The Bayesian Information Criterion (BIC) is a model selection criterion that helps compare different statistical models while penalizing model complexity. It is rooted in Bayesian probability theory but is commonly used even in frequentist settings.

Mathematically Precise Definition

For a statistical model $M$ with $k$ parameters fitted to a dataset $\mathcal{D} = \{x_1, x_2, \dots, x_n\}$, the BIC is defined as:

$$ \text{BIC} = -2 \cdot \ln \hat{L} + k \cdot \ln(n) $$

where:

$\hat{L}$ is the maximum likelihood of the model, i.e., $\hat{L} = P(\mathcal{D} \mid \hat{\theta}, M)$, where $\hat{\theta}$ are the maximum likelihood estimates (MLE) of the parameters.
$k$ is the number of free parameters in the model.
$n$ is the number of observations in the dataset.

Interpretation

Likelihood Component ($-2 \ln \hat{L}$):
- Measures the fit of the model. A higher likelihood (or lower $-2 \ln \hat{L}$) indicates the model explains the data well.
Penalty Term ($k \ln n$):
- Penalizes model complexity. More parameters ($k$) increase the penalty, preventing overfitting.
- The penalty grows with $\ln(n)$, meaning as the dataset size increases, the cost of adding parameters increases more slowly.
Model Selection Criterion:
- Lower BIC values indicate a more preferred model.
- It balances goodness of fit and model simplicity: the best model explains the data well without unnecessary complexity.

Derivation of BIC

The BIC is derived from approximating the Bayesian model evidence under certain assumptions. Here’s a step-by-step derivation:

Bayesian Model Selection: In Bayesian statistics, model selection is based on the posterior probability of a model $M$ given data $\mathcal{D}$:
$$ P(M \mid \mathcal{D}) \propto P(\mathcal{D} | M) P(M) $$
where:
- $P(\mathcal{D} | M)$ is the marginal likelihood or model evidence: $$ P(\mathcal{D} | M) = \int P(\mathcal{D} | \theta, M) P(\theta \mid M) \, d\theta $$
Laplace Approximation of Marginal Likelihood: When $n$ is large, we can approximate the integral using Laplace’s method around the MLE $\hat{\theta}$.
- The likelihood $P(\mathcal{D} \mid \theta, M)$ is sharply peaked around $\hat{\theta}$.
- The approximation gives: $$ P(\mathcal{D} \mid M) \approx P(\mathcal{D} \mid \hat{\theta}, M) \cdot \left( \frac{(2\pi)^{k/2}}{ \lvert I_{n}(\hat{\theta}) \rvert ^{1/2}} \right) \cdot P(\hat{\theta} \mid M) $$ where $I(\hat{\theta})$ is the Fisher information, see Parametric Modeling for its definition.
Log Transformation and Simplification: Taking the logarithm and ignoring constants not dependent on $n$:
$$ \ln P(\mathcal{D} \mid M) \approx \ln P(\mathcal{D} \mid \hat{\theta}, M) - \frac{k}{2} \ln(n) $$
Formulating BIC: Multiplying both sides by $-2$ (for consistency with the likelihood ratio test framework):
$$ -2 \ln P(\mathcal{D} \mid M) \approx -2 \ln P(\mathcal{D} \mid \hat{\theta}, M) + k \ln(n) $$
The right-hand side is precisely the BIC formula:
$$ \text{BIC} = -2 \ln \hat{L} + k \ln(n) $$

Assumptions Behind BIC

Large Sample Size ($n \to \infty$): The Laplace approximation assumes that the sample size is large enough for the likelihood to be sharply peaked.
Regularity Conditions: The likelihood function must be well-behaved (differentiable, unimodal, etc.).
Model Correctness: One of the candidate models is assumed to be the true model (though in practice, this is often violated).

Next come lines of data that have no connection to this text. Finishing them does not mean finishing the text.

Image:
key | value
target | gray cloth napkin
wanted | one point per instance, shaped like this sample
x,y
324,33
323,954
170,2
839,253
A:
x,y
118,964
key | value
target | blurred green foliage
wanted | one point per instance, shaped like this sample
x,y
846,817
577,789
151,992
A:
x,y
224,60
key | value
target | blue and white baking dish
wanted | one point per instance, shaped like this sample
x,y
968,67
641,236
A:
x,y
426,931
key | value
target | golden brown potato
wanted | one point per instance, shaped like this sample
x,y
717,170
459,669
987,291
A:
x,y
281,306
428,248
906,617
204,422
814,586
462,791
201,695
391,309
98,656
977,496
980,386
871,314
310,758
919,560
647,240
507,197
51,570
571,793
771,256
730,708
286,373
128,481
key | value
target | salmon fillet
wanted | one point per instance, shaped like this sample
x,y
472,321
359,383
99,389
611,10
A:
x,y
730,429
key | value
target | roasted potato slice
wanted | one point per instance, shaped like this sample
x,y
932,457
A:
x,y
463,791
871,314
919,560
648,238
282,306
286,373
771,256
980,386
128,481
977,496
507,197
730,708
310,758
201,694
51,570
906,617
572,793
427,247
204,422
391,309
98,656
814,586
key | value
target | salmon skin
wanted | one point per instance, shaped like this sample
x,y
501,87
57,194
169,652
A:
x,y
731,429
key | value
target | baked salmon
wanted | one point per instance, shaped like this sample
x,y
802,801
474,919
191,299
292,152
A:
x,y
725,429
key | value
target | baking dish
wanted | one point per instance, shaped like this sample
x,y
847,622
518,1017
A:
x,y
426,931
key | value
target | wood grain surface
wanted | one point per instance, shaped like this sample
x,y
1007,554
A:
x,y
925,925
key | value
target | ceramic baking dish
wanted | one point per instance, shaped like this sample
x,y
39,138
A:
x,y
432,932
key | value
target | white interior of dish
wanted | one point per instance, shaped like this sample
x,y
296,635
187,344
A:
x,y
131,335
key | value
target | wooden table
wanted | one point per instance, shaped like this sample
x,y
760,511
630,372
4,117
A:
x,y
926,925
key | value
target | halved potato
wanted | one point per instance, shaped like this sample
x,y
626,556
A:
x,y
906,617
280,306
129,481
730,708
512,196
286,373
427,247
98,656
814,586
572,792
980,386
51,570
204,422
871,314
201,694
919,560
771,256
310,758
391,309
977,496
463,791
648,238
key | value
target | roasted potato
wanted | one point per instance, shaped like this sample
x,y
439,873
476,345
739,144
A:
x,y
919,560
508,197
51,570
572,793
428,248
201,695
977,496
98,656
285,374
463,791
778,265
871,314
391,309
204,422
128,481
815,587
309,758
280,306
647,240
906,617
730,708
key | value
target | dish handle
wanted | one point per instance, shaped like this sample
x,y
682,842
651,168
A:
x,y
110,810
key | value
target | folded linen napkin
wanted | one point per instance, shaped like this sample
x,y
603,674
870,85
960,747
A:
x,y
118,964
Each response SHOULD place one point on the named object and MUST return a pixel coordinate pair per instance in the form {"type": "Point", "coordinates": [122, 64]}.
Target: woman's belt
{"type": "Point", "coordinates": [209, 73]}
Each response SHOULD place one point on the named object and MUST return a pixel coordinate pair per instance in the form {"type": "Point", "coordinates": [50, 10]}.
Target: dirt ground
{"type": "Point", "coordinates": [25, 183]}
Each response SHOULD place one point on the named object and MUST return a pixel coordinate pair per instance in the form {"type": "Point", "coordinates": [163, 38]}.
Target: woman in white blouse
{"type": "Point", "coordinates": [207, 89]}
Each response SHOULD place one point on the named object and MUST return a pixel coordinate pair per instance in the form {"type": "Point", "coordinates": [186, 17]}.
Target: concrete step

Comparison to Other Criteria

$$ \text{AIC} = -2 \ln \hat{L} + 2k $$
- AIC penalizes complexity less harshly than BIC.
- AIC is more suitable for predictive performance, while BIC is more conservative and often better at identifying the “true” model.
BIC vs AIC:
- BIC tends to prefer simpler models as $n$ increases, due to the $\ln(n)$ term.
- AIC is asymptotically efficient (minimizes prediction error), while BIC is consistent (selects the true model as $n \to \infty$).

How to use the BIC

In practice: 11. Fit candidate models to the data. 12. Compute the BIC for each model. 13. Select the model with the lowest BIC.

BIC is widely used in fields like machine learning, econometrics, and statistical modeling, where balancing fit and complexity is critical.